Positive Thinking vs Pembenaran

positive thinking

Saya seringkali jengkel pada orang yang tidak terlatih menangani complaint & coaching. Kalau dalam hati saya lantas berdo’a seperti Nabi: “Ya Tuhanku, ampunilah mereka, sesungguhnya mereka tidak tahu,” itu sih tergantung pada kebaikan hati saya. Masalahnya (sulit diganti jadi “tantangannya” kan?) mereka itu seringkali bersikap “sok tahu”. Bayangkan, sudah tidak tahu tapi malah sok tahu.
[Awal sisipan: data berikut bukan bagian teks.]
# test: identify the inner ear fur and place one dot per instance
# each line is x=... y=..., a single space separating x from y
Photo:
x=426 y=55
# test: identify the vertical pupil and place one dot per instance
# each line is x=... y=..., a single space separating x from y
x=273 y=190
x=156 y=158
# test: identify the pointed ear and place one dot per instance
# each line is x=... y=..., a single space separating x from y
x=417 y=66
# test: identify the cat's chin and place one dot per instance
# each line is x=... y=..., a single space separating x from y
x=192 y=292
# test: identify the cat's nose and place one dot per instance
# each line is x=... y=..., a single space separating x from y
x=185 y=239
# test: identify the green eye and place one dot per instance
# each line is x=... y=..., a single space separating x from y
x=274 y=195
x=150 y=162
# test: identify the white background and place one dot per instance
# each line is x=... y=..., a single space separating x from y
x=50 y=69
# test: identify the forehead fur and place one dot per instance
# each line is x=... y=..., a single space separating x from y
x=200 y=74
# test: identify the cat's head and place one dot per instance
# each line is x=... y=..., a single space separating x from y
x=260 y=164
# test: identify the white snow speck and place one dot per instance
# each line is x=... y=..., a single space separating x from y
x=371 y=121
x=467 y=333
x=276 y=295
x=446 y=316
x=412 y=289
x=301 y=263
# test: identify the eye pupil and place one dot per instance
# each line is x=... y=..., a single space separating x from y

Tipe orang seperti ini barangkali yang disebut oleh Agung Adiprasetyo dalam bukunya “Merebut Matahari” sebagai tipe “bijaksana”. Terlihat bagus? Tidak selalu. Karena orang macam ini berusaha menempatkan diri sebagai “suhu”, “master” atau apa pun sebutannya. Mereka gemar menasehati orang lain tapi tak mampu melaksanakan sendiri apa yang diucapkannya.
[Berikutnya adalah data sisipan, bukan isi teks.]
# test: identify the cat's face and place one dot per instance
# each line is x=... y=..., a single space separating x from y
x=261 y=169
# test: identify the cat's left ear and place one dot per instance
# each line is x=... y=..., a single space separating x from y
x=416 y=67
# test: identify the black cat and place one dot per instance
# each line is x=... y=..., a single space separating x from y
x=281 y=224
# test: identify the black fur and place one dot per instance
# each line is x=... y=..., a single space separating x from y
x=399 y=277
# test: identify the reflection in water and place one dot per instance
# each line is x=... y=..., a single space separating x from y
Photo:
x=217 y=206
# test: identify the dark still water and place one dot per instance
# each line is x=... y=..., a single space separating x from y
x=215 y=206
Apa sih yang membuat saya jengkel? Saat menghadapi keluhan seseorang, mereka akan bereaksi dengan cara “orang kebanyakan”. Ada 3 cara standar, coba perhatikan, jangan-jangan Anda pernah melakukan salah satunya. Pertama, menolak isi keluhan. Agar mudah saya ambil contoh seorang petugas Customer Service (CS),yang di-complaint oleh pelanggan sebagai berikut, “Ini saya baru beli TV kemarin kok sudah rusak sih?” Ia menjawab, “Rusak bagaimana? Mana mungkin TV baru kemarin sudah rusak?” Cara kedua, mengalihkan, menyamarkan atau menghaluskan diksi bahasa. Istilahnya majas “eufemisme”. Atas keluhan yang sama, CS akan menjawab, “Mungkin bukan rusak Bu, cuma belum bisa menyala saja.” Dan cara ketiga yang paling menjengkelkan, yaitu berbalik menyalahkan pelanggan. Contoh jawaban atas complaint yang sama, jawaban CS adalah: “Ah, mungkin Bapak yang belum tahu cara menyalakan TV saja.” Itu sama saja mengatakan, “Dasar lunya aja yang guoblok.”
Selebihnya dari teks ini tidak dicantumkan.